At issue in Common Sense Alliance v. Growth Management Hearings Board is whether the government can force shoreline owners to dedicate their waterfront property as buffers designed to filter runoff originating on other properties, including county roads. The “essential nexus” and “rough proportionality” tests established by Nollan v. California Coastal Commission and Dolan v. City of Tigard say no. Together, those tests hold that the government cannot condition approval of a land-use permit on a requirement that the owner dedicate private property to the public, unless the government can show that the dedication is necessary to mitigate for impacts caused by the proposed development.

The Nollan/Dolan doctrine is simple and predictable: the government can’t demand indirectly what the law wouldn’t allow it to take directly. But over the years, the lower courts have carved a massive hole through the doctrine, allowing the exact type of permit conditions disallowed by Nollan and Dolan if the government body demanding property is legislative in character—as if the Constitution’s reach was limited to only certain branches of the government!

In Common Sense Alliance, the Washington courts joined that troubling trend, issuing a decision holding that legislative demands are subject only to meaningless scrutiny, asking whether or not the dedication advances a government interest. Of course it will—placing the cost and burden of public projects on an individual will always advance the government’s interest.

Earlier this year, PLF petitioned the U.S. Supreme Court to take review of the Washington case and finally resolve the legislative exactions question that has been fomenting for decades.

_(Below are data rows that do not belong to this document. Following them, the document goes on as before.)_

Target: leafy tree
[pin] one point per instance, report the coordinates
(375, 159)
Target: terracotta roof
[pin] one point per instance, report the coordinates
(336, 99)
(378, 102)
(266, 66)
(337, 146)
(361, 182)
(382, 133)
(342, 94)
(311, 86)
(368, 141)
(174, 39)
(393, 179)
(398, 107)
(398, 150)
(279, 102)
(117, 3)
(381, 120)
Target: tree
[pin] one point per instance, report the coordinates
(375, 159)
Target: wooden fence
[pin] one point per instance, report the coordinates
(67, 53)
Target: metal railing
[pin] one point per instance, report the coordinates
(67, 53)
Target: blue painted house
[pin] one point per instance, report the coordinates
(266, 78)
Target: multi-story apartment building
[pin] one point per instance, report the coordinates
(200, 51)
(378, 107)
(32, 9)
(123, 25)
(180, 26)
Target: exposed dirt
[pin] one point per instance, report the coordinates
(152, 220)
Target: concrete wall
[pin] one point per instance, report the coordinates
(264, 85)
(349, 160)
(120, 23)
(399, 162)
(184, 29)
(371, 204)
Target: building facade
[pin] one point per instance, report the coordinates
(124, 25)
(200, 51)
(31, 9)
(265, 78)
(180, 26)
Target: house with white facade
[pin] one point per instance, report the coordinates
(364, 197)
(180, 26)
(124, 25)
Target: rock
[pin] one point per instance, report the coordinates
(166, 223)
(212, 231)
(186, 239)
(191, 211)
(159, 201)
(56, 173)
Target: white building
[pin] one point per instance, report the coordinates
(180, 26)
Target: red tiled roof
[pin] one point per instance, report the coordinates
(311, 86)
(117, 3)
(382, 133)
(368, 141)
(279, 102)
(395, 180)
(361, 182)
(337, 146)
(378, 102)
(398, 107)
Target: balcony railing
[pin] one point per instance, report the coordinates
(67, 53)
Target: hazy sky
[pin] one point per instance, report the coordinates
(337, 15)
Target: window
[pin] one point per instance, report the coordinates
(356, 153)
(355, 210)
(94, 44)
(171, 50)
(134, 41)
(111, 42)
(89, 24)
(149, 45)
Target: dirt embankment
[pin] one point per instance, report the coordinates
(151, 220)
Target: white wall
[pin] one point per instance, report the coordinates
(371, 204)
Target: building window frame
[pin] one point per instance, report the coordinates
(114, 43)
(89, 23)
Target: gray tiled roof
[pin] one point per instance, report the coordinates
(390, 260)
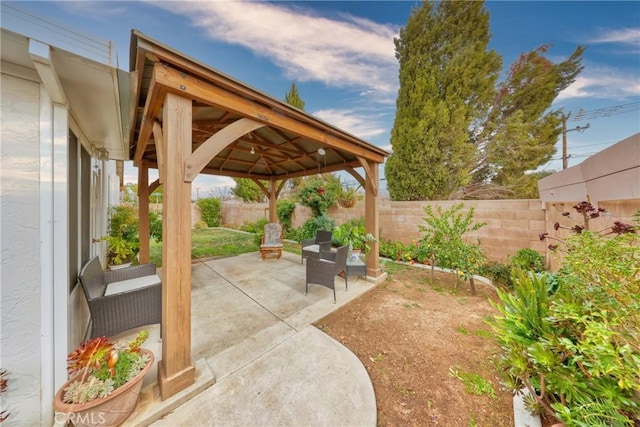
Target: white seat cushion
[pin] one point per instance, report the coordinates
(312, 248)
(131, 284)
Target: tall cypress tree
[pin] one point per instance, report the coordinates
(293, 97)
(447, 80)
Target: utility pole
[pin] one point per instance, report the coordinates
(565, 156)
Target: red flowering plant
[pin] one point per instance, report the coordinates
(102, 366)
(588, 212)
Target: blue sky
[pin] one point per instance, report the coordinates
(341, 54)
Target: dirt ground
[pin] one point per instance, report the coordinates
(411, 335)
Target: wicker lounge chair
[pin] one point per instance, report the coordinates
(271, 240)
(323, 271)
(122, 299)
(311, 248)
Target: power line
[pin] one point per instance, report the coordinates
(606, 111)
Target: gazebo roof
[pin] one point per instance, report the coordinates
(282, 141)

The importance of resolving this issue now cannot be overstated. Two decades ago, Justice Thomas observed, writing in dissent to the denial of certiorari in Parking Ass’n of Georgia, Inc. v. City of Atlanta, Ga:

It is not clear why the existence of a taking should turn on the type of government entity responsible for the taking. A city council can take property just as well as a planning commission can. Moreover, the general applicability of the ordinance should not be relevant in a takings analysis. If Atlanta had seized several hundred homes in order to build a freeway, there would be no doubt that Atlanta had taken property. The distinction between sweeping legislative takings and particularized administrative takings appears to be a distinction without a constitutional difference.

Justice Thomas repeated that observation earlier this year, expressing “doubt that ‘the existence of a taking should turn on the type of governmental entity responsible for the taking.’” California Building Industry Ass’n v. City of San Jose. So too, Justice Kagan noted in her dissent in Koontz v. St. Johns River Water Management District, that the fact that this Court has not yet resolved the split of authority on this question “casts a cloud on every decision by every local government to require a person seeking a permit to pay or spend money.”

Unless and until the High Court closes the legislative exactions loophole, government will be free to demand property as “payment” for permit approvals without any real, meaningful limits. We are hopeful that Common Sense Alliance will provide the Court with the vehicle to finally resolve this issue.

Conference on this case is currently scheduled for September 26, 2016.